Security Deposit Refunds – Landlords Must Comply With Section 1950.5

California Civil Code Section 1950.5 requires a landlord to provide, within 21 calendar days, an itemized statement indicating the basis for, and the amount of, any security deposit received; and the disposition of the security deposit and to then return any remaining portion of the security deposit to the tenant.

Specifically, Section 1950.5(g) provides that the landlord: shall also include copies of documents showing charges incurred and deducted by the landlord to repair or clean the premises, as follows: (A) If the landlord or landlord’s employee did the work, the itemized statement shall reasonably describe the work performed. The itemized statement shall include the time spent and the reasonable hourly rate charged. (B) If the landlord or landlord’s employee did not do the work, the landlord shall provide the tenant a copy of the bill, invoice, or receipt supplied by the person or entity performing the work. The itemized statement shall provide the tenant with the name, address, and telephone number of the person or entity, if the bill, invoice, or receipt does not include that information. (C) If a deduction is made for materials or supplies, the landlord shall provide a copy of the bill, invoice, or receipt. If a particular material or supply item is purchased by the landlord on an ongoing basis, the landlord may document the cost of the item by providing a copy of a bill, invoice, receipt, vendor price list, or other vendor document that reasonably documents the cost of the item used in the repair or cleaning of the unit.

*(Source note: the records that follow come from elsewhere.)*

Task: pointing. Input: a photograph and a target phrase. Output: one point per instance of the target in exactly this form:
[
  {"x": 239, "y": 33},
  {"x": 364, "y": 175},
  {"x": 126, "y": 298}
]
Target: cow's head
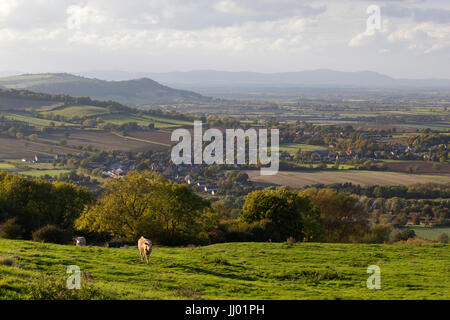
[{"x": 148, "y": 246}]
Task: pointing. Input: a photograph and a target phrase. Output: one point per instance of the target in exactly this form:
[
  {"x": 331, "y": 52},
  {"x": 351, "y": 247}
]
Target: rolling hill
[
  {"x": 142, "y": 91},
  {"x": 269, "y": 271},
  {"x": 313, "y": 78}
]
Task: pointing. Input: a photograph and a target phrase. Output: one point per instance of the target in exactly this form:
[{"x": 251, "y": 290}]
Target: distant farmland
[{"x": 298, "y": 179}]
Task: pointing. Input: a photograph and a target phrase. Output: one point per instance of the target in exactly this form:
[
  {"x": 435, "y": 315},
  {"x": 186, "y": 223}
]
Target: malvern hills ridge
[{"x": 134, "y": 92}]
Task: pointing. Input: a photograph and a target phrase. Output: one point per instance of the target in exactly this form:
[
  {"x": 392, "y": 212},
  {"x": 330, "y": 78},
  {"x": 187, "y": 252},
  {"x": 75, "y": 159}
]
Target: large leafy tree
[
  {"x": 343, "y": 216},
  {"x": 35, "y": 202},
  {"x": 284, "y": 214},
  {"x": 147, "y": 204}
]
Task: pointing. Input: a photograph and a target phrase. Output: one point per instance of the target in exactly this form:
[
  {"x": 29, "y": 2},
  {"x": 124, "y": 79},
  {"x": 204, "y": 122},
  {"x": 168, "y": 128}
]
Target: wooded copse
[{"x": 144, "y": 203}]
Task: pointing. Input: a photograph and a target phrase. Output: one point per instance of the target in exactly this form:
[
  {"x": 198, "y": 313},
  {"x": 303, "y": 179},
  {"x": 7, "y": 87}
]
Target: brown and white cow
[
  {"x": 80, "y": 241},
  {"x": 145, "y": 248}
]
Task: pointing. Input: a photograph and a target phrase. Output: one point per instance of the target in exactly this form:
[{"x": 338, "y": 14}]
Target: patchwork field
[
  {"x": 430, "y": 233},
  {"x": 298, "y": 179},
  {"x": 419, "y": 166},
  {"x": 226, "y": 271},
  {"x": 80, "y": 111},
  {"x": 292, "y": 148}
]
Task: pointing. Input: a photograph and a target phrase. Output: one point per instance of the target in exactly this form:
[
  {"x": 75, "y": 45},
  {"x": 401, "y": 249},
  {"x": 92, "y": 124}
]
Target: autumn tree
[
  {"x": 343, "y": 216},
  {"x": 148, "y": 204},
  {"x": 284, "y": 214}
]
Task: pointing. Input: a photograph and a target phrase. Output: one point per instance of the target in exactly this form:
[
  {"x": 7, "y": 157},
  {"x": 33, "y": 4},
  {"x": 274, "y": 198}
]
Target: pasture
[
  {"x": 272, "y": 271},
  {"x": 429, "y": 232},
  {"x": 299, "y": 179}
]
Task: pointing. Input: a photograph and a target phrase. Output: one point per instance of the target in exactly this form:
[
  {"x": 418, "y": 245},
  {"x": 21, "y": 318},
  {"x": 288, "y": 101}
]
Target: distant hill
[
  {"x": 142, "y": 91},
  {"x": 312, "y": 78}
]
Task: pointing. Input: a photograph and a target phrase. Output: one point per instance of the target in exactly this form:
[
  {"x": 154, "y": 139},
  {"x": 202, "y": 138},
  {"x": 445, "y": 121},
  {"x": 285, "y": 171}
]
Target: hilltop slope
[
  {"x": 229, "y": 271},
  {"x": 142, "y": 91}
]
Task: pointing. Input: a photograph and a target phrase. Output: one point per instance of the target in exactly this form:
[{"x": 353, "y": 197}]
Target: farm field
[
  {"x": 297, "y": 179},
  {"x": 292, "y": 148},
  {"x": 269, "y": 271},
  {"x": 420, "y": 166},
  {"x": 121, "y": 118},
  {"x": 429, "y": 232},
  {"x": 106, "y": 140},
  {"x": 28, "y": 118},
  {"x": 80, "y": 111}
]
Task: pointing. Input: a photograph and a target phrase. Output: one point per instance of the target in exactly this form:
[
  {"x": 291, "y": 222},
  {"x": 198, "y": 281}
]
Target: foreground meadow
[{"x": 30, "y": 270}]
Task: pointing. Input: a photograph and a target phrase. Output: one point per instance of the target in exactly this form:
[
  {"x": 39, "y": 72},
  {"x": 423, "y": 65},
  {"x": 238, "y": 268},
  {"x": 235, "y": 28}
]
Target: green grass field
[
  {"x": 429, "y": 232},
  {"x": 229, "y": 271}
]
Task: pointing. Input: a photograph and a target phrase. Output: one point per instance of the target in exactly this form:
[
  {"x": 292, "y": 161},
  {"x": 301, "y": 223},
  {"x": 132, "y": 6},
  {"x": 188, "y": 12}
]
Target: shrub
[
  {"x": 10, "y": 229},
  {"x": 56, "y": 289},
  {"x": 52, "y": 234},
  {"x": 378, "y": 233},
  {"x": 443, "y": 238}
]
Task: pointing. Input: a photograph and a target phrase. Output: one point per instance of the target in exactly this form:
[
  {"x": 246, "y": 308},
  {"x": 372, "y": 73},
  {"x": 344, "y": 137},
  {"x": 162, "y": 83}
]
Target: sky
[{"x": 408, "y": 39}]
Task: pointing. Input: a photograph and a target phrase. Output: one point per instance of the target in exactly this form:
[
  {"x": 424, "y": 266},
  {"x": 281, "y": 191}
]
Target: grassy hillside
[
  {"x": 227, "y": 271},
  {"x": 132, "y": 92}
]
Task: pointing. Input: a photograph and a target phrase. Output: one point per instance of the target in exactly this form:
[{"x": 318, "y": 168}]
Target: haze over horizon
[{"x": 258, "y": 36}]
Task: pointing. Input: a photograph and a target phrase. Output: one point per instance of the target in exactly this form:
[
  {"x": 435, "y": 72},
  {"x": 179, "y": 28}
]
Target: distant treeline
[{"x": 419, "y": 191}]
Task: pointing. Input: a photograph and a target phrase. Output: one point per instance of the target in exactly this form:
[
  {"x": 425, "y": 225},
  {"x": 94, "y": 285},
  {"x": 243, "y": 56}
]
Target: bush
[
  {"x": 52, "y": 234},
  {"x": 56, "y": 289},
  {"x": 443, "y": 238},
  {"x": 10, "y": 229},
  {"x": 378, "y": 233}
]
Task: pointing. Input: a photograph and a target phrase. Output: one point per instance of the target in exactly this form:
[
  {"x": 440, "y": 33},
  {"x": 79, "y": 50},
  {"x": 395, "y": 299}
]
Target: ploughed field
[
  {"x": 298, "y": 179},
  {"x": 30, "y": 270}
]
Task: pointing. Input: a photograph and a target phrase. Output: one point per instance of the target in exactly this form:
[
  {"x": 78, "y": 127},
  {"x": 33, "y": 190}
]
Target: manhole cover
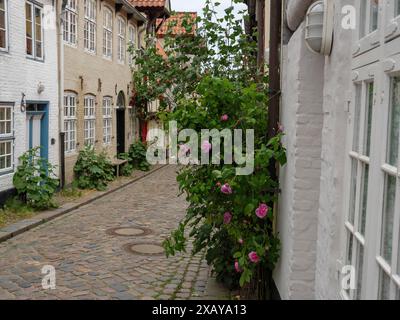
[
  {"x": 128, "y": 231},
  {"x": 145, "y": 248}
]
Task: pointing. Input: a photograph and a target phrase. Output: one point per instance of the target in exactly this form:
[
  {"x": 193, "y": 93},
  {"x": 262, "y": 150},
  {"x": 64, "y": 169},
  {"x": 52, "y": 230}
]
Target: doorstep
[{"x": 22, "y": 226}]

If a landlord does not comply with the statute, then a tenant can be successful on a Breach of Statutory Duty claim against the landlord and be entitled to recover the entire deposit. A Tenant would have to show that the Landlord failed to provided Tenant (within 21 calendar days) with an itemized statement concerning the Tenant’s security deposit. Once Tenant has met his/her burden of proof and establishes that Landlord breached the Statutory Duty imposed by Section 1950.5(g), then Tenant is entitled to a refund of the entire deposit. See Granberry v. Islay Investments, (1995) 9 Cal.4th 738 (California Supreme Court held that when a landlord fails to comply with Section 1950.5, then the entire security deposit must be returned to the tenant.) Id. at 745.

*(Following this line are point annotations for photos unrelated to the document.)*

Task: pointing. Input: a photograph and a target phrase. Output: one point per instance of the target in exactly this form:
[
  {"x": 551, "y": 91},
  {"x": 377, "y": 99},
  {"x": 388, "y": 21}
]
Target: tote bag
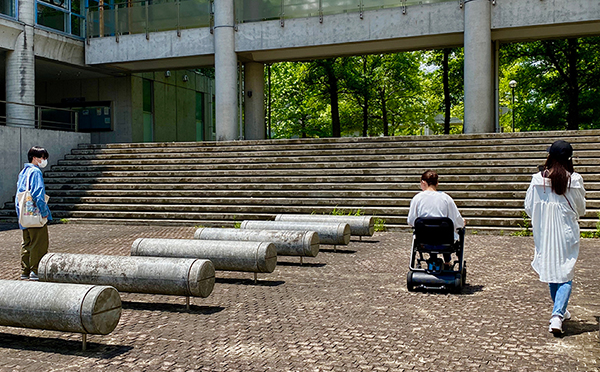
[{"x": 29, "y": 213}]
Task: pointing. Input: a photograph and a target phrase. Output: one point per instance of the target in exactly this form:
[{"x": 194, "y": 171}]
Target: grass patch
[{"x": 525, "y": 227}]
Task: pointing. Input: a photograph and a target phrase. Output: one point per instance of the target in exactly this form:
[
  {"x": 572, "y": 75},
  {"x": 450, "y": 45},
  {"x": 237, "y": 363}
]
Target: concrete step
[
  {"x": 244, "y": 169},
  {"x": 410, "y": 141},
  {"x": 390, "y": 187},
  {"x": 295, "y": 164},
  {"x": 304, "y": 156},
  {"x": 583, "y": 150},
  {"x": 298, "y": 176},
  {"x": 342, "y": 202},
  {"x": 215, "y": 184}
]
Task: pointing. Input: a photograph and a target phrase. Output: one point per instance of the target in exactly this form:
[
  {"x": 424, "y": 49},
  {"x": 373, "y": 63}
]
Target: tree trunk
[
  {"x": 332, "y": 81},
  {"x": 573, "y": 83},
  {"x": 366, "y": 100},
  {"x": 384, "y": 112},
  {"x": 446, "y": 84}
]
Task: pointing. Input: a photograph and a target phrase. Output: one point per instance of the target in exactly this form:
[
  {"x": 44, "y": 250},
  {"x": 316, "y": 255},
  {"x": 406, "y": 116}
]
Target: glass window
[
  {"x": 7, "y": 7},
  {"x": 59, "y": 3},
  {"x": 77, "y": 25},
  {"x": 51, "y": 17},
  {"x": 78, "y": 7},
  {"x": 62, "y": 15}
]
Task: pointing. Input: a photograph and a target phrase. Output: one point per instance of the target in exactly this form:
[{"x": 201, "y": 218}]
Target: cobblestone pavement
[{"x": 341, "y": 311}]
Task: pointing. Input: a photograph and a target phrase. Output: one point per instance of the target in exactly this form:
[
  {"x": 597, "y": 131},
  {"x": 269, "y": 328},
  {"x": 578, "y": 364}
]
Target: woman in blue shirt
[{"x": 35, "y": 239}]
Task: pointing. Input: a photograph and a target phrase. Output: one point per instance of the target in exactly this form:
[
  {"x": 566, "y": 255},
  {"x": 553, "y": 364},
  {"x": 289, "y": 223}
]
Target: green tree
[{"x": 558, "y": 83}]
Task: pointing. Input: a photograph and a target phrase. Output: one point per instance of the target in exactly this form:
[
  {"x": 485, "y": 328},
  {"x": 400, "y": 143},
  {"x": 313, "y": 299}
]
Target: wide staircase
[{"x": 218, "y": 184}]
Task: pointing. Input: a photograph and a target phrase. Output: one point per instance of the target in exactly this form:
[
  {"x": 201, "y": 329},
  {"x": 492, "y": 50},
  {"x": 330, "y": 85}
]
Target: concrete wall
[
  {"x": 14, "y": 144},
  {"x": 115, "y": 89},
  {"x": 174, "y": 105},
  {"x": 386, "y": 30}
]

We recently secured a judgment for a Los Angeles tenant for his entire security deposit ($8,000.00) plust costs, fees and interest by proving on a summary judgment motion, that landlord simply failed to provide tenant with a itemized statement concerning his security deposit. The Los Angeles Superior Court held that, as a matter of law, tenant was entitled to the entire deposit. No trial on the merits were required.